USA wollen Bombardier-Flugzeuge mit Strafzöllen belegen

27.09.2017 - 17:13 0 Kommentare

Das US-Handelsministerium kündigt an, kanadische Bombardier-Flugzeuge der "C-Series" mit Strafzöllen von 220 Prozent zu belegen. Hintergrund ist eine Boeing-Beschwerde. Der Handelsstreit sorgt auch in Europa für Aufregung.

Bombardier CSeries in Swiss-Farben. - © © Swiss -

Bombardier CSeries in Swiss-Farben. © Swiss

Die US-Regierung will wegen des Vorwurfs unfairer Subventionen hohe Strafzölle gegen Flugzeuge des kanadischen Herstellers Bombardier verhängen. Betroffen sind zwei neue Mittelstreckenmaschinen von Bombardier, die CS100 mit 100 Plätzen und die CS300 mit 150 Plätzen. Für die Flugzeuge das Handelsministerium einen Ausgleichszoll von 220 Prozent an.

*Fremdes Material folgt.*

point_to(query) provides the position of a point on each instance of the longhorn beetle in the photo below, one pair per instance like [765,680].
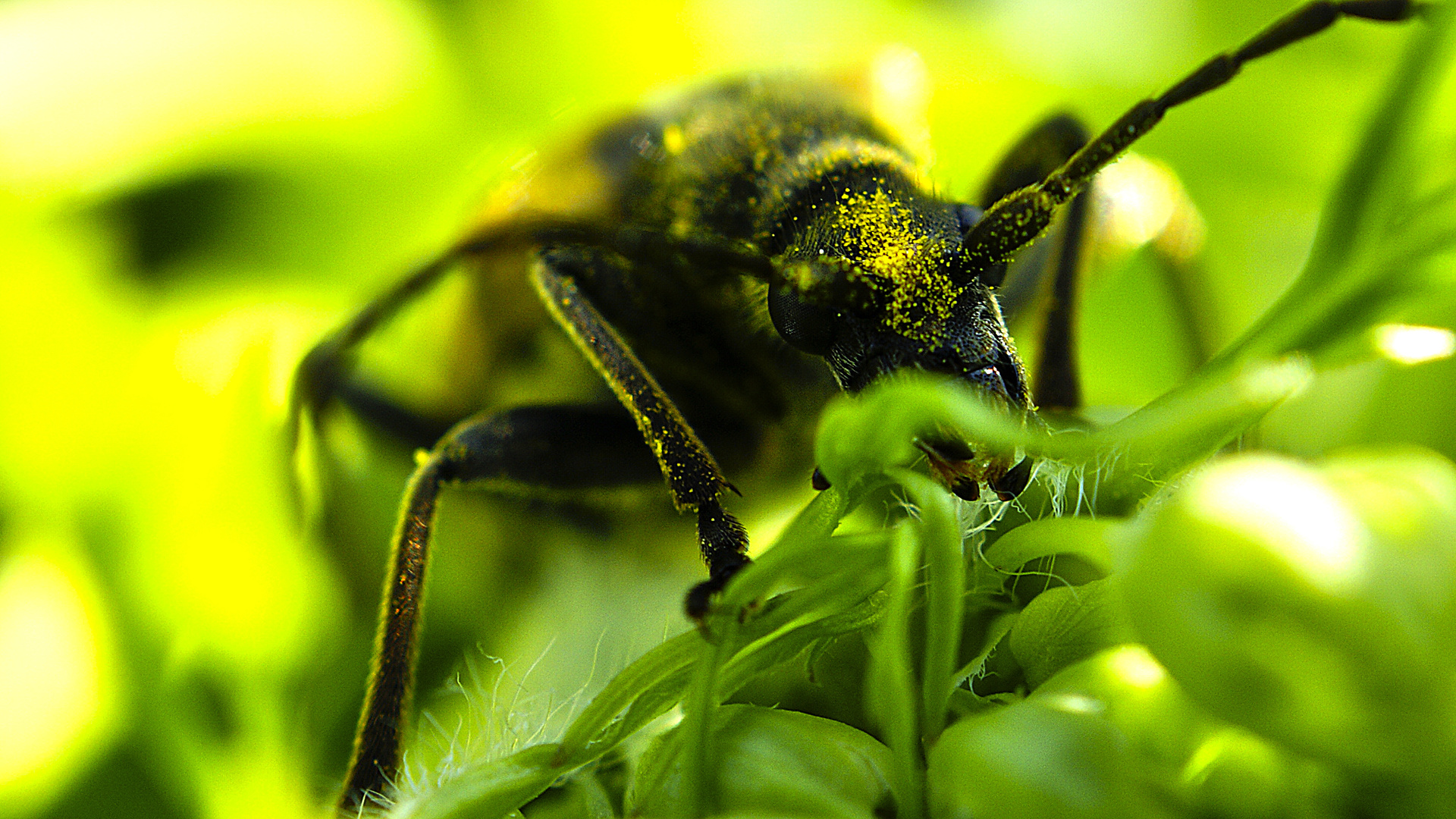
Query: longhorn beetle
[750,196]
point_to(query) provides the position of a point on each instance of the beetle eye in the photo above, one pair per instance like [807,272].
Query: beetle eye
[805,327]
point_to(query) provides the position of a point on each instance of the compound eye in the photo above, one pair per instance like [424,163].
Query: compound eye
[805,327]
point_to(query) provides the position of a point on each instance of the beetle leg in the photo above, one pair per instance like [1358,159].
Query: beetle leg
[535,447]
[692,474]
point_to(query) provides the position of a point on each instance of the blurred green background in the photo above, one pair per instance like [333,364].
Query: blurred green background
[193,193]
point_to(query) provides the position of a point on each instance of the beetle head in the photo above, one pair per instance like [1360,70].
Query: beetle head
[880,286]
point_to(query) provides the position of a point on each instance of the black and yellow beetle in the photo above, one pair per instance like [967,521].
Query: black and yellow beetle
[695,254]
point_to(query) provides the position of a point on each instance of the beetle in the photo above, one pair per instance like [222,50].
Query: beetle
[756,197]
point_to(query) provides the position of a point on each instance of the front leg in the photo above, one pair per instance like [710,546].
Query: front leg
[692,474]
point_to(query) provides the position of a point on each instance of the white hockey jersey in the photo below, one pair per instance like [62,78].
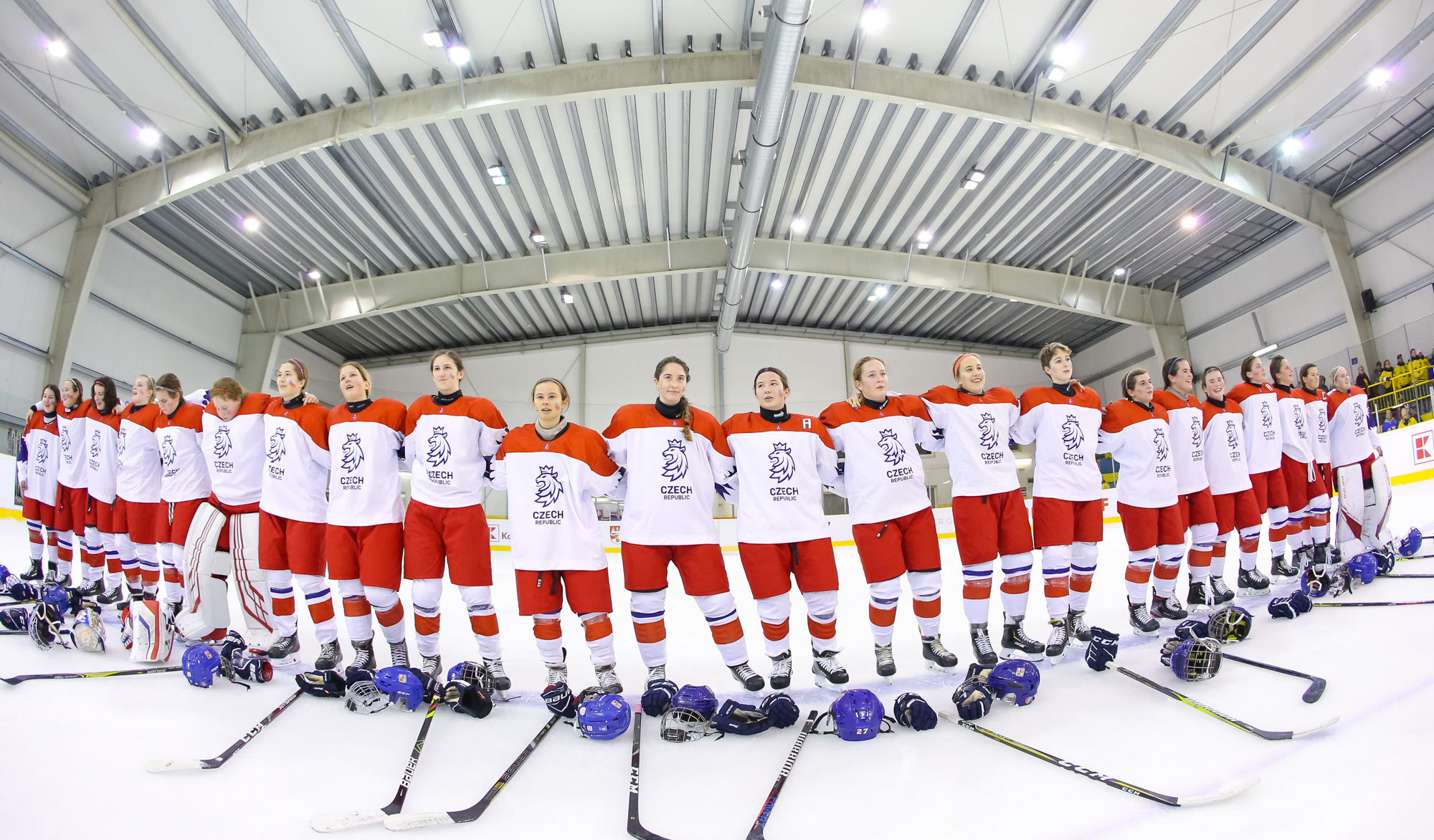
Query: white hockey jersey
[1187,441]
[1139,439]
[1065,429]
[669,482]
[451,448]
[1352,441]
[296,462]
[365,487]
[883,472]
[186,475]
[551,485]
[781,471]
[976,435]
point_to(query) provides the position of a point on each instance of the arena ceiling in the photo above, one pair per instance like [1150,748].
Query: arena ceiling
[1326,92]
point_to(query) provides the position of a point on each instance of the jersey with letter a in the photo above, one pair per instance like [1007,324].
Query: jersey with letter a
[1225,462]
[1139,439]
[450,449]
[883,477]
[781,471]
[140,474]
[186,475]
[100,452]
[296,461]
[1187,441]
[365,487]
[39,459]
[551,485]
[670,481]
[1350,436]
[976,434]
[234,451]
[1261,418]
[72,444]
[1065,429]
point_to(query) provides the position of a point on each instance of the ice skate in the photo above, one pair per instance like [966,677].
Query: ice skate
[830,672]
[939,657]
[982,646]
[1016,644]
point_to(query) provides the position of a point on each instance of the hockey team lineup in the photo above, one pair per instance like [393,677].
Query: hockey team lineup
[177,501]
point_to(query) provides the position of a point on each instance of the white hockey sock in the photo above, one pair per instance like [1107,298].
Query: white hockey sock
[649,611]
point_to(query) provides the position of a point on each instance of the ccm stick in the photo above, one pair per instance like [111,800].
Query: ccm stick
[164,765]
[1267,735]
[1122,786]
[756,834]
[405,822]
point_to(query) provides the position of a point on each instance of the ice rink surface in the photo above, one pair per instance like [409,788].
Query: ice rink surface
[75,750]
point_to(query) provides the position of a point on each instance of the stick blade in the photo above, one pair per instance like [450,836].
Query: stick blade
[167,765]
[405,822]
[342,821]
[1230,791]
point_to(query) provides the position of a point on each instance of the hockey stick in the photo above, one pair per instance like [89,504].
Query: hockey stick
[1317,684]
[163,765]
[1124,786]
[782,778]
[341,821]
[635,825]
[405,822]
[1267,735]
[90,674]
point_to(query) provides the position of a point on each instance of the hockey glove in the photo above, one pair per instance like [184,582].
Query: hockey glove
[914,712]
[559,699]
[468,699]
[322,683]
[659,697]
[1102,649]
[781,709]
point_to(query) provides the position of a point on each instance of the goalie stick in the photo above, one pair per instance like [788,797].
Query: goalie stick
[1122,786]
[782,778]
[405,822]
[1317,684]
[1191,702]
[90,674]
[163,765]
[635,825]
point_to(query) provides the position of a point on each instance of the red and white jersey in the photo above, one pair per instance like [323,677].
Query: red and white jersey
[234,452]
[551,485]
[1139,439]
[1317,412]
[883,474]
[39,459]
[365,487]
[1225,461]
[450,449]
[101,462]
[1263,428]
[140,475]
[296,461]
[974,431]
[74,474]
[1294,425]
[670,481]
[781,471]
[1350,436]
[1065,429]
[186,475]
[1187,441]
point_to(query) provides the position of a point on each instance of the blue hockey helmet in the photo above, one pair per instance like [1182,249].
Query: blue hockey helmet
[857,716]
[604,717]
[1016,682]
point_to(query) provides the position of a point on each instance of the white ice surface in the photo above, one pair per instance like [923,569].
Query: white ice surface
[75,750]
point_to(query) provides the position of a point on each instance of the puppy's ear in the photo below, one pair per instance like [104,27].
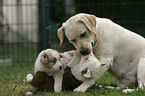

Boeing hatte Ende April Beschwerde gegen Bombardier eingelegt. Der US-Konzern warf dem kanadischen Flugzeugbauer vor, die Maschinen unter Herstellungskosten zu verkaufen und dabei von staatlichen Subventionen von mehr als drei Milliarden Dollar (2,7 Milliarden Euro) zu profitieren.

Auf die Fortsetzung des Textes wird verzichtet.